NASA's Joe Acaba and Randy Bresnik officially began the spacewalk at 7:47 am (1147 GMT) when they switched their spacesuits to battery power, then ventured outside the airlock into the vacuum of space.
The pair hope to replace a degraded camera at the end of the 57-foot (17-meter) robotic arm, finish lubricating its newly installed latching end and replace a blown fuse, among other tasks.
The aging arm, made by Canada and named the Canadarm, is used to move objects around outside the station and to grab incoming cargo ships.
Installed 16 years ago, its latching end lost its gripping ability in August. A key piece of equipment called the latching end effector was replaced during the October 5 spacewalk.
Further lubrication work was done on the October 10 spacewalk, and a new high definition video camera was also installed outside the research lab.
On Friday, astronauts plan to replace another camera, nicknamed "Old Yeller" because it broadcasts in yellow hues.
The spacewalk is the 205th in the history of the space station, an international collaboration involving more than a dozen countries.

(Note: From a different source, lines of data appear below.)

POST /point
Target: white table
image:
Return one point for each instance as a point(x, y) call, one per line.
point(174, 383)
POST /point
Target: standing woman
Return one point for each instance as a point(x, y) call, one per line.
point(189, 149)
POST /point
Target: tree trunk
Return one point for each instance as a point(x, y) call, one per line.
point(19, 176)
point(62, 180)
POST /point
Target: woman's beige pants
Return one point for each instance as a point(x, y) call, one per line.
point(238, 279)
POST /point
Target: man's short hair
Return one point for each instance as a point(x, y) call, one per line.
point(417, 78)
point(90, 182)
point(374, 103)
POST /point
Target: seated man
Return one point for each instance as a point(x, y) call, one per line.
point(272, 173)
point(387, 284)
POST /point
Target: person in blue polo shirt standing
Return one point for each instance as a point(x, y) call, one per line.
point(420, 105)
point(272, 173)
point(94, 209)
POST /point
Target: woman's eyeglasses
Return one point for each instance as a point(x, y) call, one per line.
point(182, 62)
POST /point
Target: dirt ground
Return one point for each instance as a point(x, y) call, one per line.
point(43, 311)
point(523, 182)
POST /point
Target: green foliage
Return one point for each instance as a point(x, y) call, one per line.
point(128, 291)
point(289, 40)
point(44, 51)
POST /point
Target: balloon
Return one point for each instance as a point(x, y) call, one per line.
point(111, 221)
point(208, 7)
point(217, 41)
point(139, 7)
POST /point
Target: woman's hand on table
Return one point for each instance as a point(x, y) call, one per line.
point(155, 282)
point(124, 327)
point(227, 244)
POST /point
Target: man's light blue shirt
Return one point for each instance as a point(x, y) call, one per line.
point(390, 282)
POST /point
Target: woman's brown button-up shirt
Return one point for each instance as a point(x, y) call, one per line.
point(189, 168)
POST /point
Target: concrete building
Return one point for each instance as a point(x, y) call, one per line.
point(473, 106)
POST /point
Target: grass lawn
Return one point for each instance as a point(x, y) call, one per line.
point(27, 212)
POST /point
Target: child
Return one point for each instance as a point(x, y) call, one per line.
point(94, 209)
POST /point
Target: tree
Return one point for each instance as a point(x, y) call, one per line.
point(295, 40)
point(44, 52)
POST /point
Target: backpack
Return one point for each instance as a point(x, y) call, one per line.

Bresnik, 50, a former Marine Corps aviator who goes by the nickname "Komrade," has led all three of the October spacewalks, and on Friday is making his fifth career excursion outside the space station.
His colleague Acaba, 50, is the first person of Puerto Rican heritage to become an astronaut, according to his NASA biography.
The former hydro-geologist and educator became an astronaut in 2004 and spacewalked twice in 2009 during the space shuttle era.
Friday's outing is the ninth this year for NASA. Russian cosmonauts have ventured out on one spacewalk this year.